A conductor of length 5 cm is moved paralllel to itself with a speed of `2m//s`, perpendicular to a uniform magnetic field of `10^(-3) Wb//m^(2).` the induced emf generated is

To solve the problem of finding the induced EMF generated in a conductor moving in a magnetic field, we can follow these steps: ### Step-by-Step Solution: 1. **Identify the Given Values:** - Length of the conductor (L) = 5 cm = 0.05 m (convert cm to m) - Speed of the conductor (v) = 2 m/s - Magnetic field (B) = \(10^{-3}\) Wb/m² 2. **Understand the Formula for Induced EMF:** The induced EMF (\( \mathcal{E} \)) in a conductor moving in a magnetic field is given by the formula: \[ \mathcal{E} = L \cdot v \cdot B \cdot \sin(\theta) \] where: - \(L\) = length of the conductor - \(v\) = speed of the conductor - \(B\) = magnetic field strength - \(\theta\) = angle between the direction of motion and the magnetic field 3. **Determine the Angle:** Since the conductor is moving perpendicular to the magnetic field, the angle \( \theta = 90^\circ \).
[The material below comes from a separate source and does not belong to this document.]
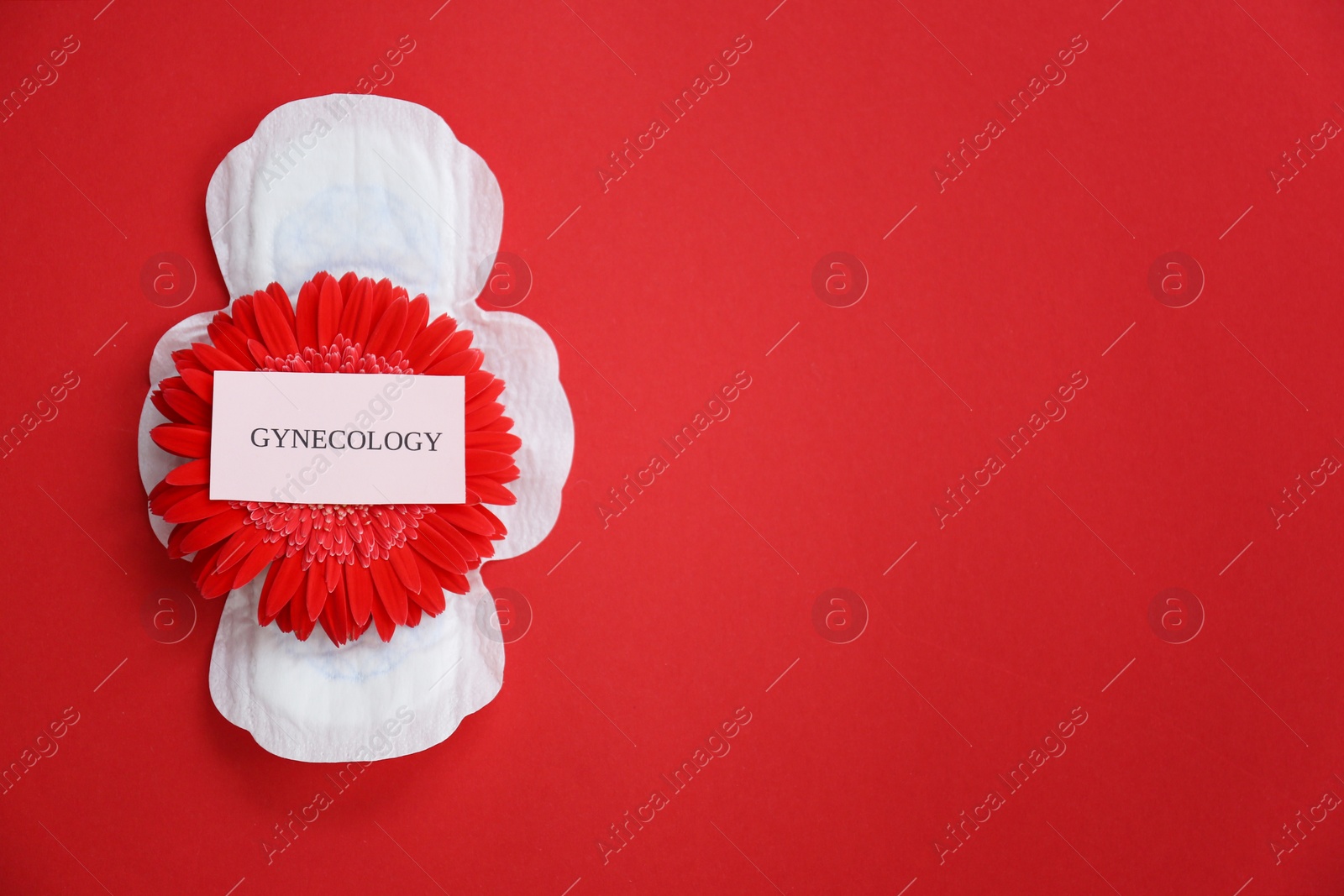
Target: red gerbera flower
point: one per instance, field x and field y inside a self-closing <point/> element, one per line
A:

Therefore, \( \sin(90^\circ) = 1 \). 4. **Substitute the Values into the Formula:** \[ \mathcal{E} = L \cdot v \cdot B \cdot \sin(90^\circ) \] \[ \mathcal{E} = 0.05 \, \text{m} \cdot 2 \, \text{m/s} \cdot 10^{-3} \, \text{Wb/m}^2 \cdot 1 \] 5. **Calculate the Induced EMF:** \[ \mathcal{E} = 0.05 \cdot 2 \cdot 10^{-3} \] \[ \mathcal{E} = 0.1 \cdot 10^{-3} = 1 \cdot 10^{-4} \, \text{V} \] 6. **Final Result:** The induced EMF generated is \( \mathcal{E} = 1 \times 10^{-4} \, \text{V} \). ### Conclusion: The induced EMF generated in the conductor is \( 1 \times 10^{-4} \, \text{V} \).